Multi-Window Burn-Rate Alerts: A Deep Dive

Multi-window burn-rate is the modern SLO alert. Mastering the math takes one afternoon and pays back forever.

The single-window failure

Single-window burn-rate alerts fire on any short blip. The math conflates "1 minute of badness" with "real budget consumption"; the result is flapping pages and on-call attrition.

One window, one bad minute. A traffic spike or a stale cache eviction trips the alert; on-call responds; nothing is wrong.
Threshold sensitivity. Lower the threshold and you miss real burns; raise it and the budget is gone before you alert.
The flapping cost. Each false page costs trust; engineers stop responding promptly; real incidents get missed.
The fix. Multi-window: require both a long and a short window to cross threshold; eliminates blips, preserves urgency.

Multi-window confirmation

The multi-window pattern uses two confirmation windows of different lengths. Both must agree before the alert fires; this is the structural fix to the single-window problem.

Long window. Confirms "real, sustained budget burn"; e.g. 1h or 6h depending on the burn-rate threshold.
Short window. Confirms "happening right now, not historical"; e.g. 5m or 30m; prevents stale alerts.
Both must agree. Either alone could be transient or stale; the AND gate is the noise filter.
The result. Pages fire only when budget is genuinely burning fast and the burn is current; on-call trust is preserved.

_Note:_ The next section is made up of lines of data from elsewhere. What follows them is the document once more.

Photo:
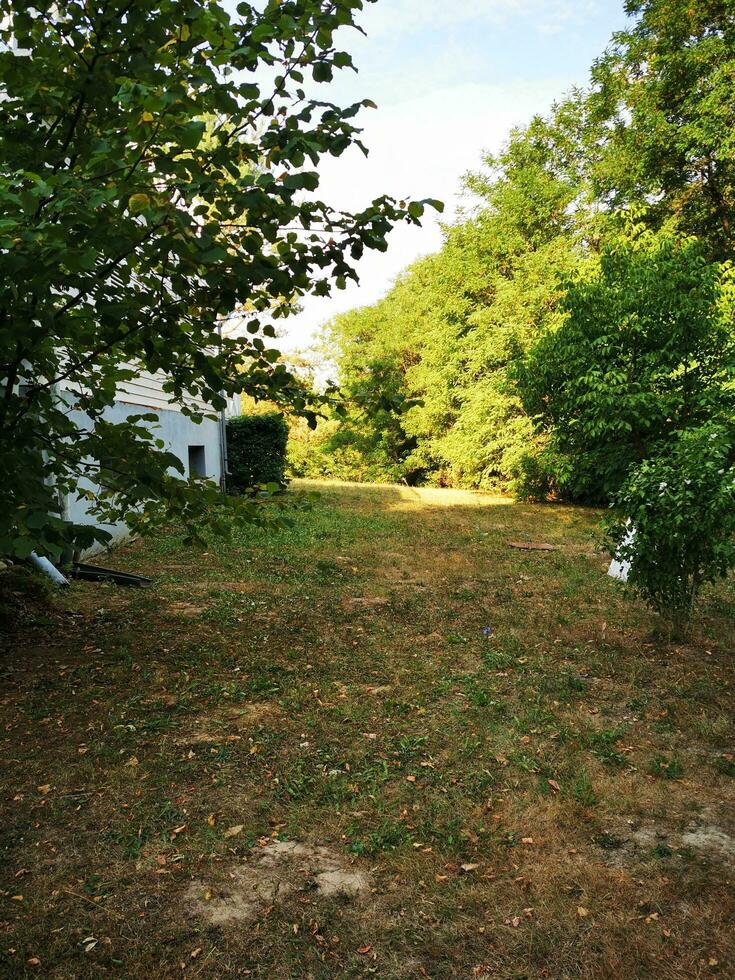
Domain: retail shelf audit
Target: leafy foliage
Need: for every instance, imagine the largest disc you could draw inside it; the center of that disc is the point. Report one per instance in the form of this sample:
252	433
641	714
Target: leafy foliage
256	450
157	176
646	349
427	371
682	506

Threshold + window-pair math

The burn-rate threshold and window pair determine how aggressive the alert is. The SRE workbook canonical pairs are 14.4/1h and 6/6h; the math behind them is worth understanding.

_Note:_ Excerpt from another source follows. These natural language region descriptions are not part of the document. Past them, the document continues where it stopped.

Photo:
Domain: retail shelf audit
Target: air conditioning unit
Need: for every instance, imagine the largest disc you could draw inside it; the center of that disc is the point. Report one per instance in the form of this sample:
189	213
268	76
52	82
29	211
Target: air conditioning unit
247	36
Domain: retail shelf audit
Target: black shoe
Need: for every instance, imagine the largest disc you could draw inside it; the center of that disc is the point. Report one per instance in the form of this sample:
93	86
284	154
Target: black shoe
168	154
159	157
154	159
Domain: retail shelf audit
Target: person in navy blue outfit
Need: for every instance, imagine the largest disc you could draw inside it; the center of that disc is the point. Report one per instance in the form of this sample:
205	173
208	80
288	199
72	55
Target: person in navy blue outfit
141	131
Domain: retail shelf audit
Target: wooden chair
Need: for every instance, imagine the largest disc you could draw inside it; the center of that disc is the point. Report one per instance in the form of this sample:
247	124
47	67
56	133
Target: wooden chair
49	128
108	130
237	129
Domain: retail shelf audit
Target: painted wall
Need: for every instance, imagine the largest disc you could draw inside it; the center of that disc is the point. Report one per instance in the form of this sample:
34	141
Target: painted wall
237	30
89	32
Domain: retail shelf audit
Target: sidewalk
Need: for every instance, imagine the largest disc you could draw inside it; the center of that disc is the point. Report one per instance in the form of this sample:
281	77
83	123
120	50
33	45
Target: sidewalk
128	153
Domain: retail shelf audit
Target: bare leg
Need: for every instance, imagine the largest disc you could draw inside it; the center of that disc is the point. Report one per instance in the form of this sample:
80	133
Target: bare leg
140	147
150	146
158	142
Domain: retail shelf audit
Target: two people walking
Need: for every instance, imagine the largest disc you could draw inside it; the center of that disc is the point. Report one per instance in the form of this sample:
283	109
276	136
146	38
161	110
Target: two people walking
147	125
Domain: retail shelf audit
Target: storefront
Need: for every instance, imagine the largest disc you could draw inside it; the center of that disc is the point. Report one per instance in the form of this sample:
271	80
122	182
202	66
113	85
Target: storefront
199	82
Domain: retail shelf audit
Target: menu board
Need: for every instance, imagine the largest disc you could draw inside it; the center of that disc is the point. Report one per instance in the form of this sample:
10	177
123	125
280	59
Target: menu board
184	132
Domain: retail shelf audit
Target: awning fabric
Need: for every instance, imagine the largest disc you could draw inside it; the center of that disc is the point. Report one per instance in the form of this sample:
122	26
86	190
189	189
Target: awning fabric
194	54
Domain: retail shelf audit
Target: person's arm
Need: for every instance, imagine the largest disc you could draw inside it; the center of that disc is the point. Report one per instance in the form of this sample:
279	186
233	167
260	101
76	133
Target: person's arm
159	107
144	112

14.4 burn rate over 1h. Consumes 2% of a monthly budget; alert quickly enough to act before budget exhausts.
6 burn rate over 6h. Consumes 5% of a monthly budget; the slower-burn signal that catches gradual degradation.
Why these thresholds. Match SLO review cadence; an alert at these rates leaves time to investigate and remediate.
The pair, not the threshold. Each pair has a long and short window; both must trip; this is the multi-window contract.

PromQL rule template

The Prometheus rule template ships in roughly 12 lines per SLO. Each SLO needs its own pair; do not generalise the rule globally because thresholds depend on the SLO target.

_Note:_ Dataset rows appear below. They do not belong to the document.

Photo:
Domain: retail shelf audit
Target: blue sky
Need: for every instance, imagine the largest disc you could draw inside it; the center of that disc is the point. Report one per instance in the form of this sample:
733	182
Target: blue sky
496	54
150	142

Recording rules first. Pre-compute error rate over each window; cheap to query repeatedly; the alert evaluates fast.
Alert expression. The AND of two conditions: long-window burn rate above threshold AND short-window burn rate above threshold.
Per-SLO instantiation. Threshold depends on SLO target (99.9% vs 99.95%); copy the template, swap the target.
Test before shipping. Replay historical data; verify the rule fires when expected and stays silent when not.

Antipatterns

Single-window forever. Flapping alerts.
Burn rate without an SLO. The math has no anchor.
One pair for all SLOs. Precision lost.

What to do this week

Three moves. (1) Apply the pattern to your most-impactful service. (2) Measure adherence for 30 days. (3) Rewrite the policy or the SLO if the gap is durable.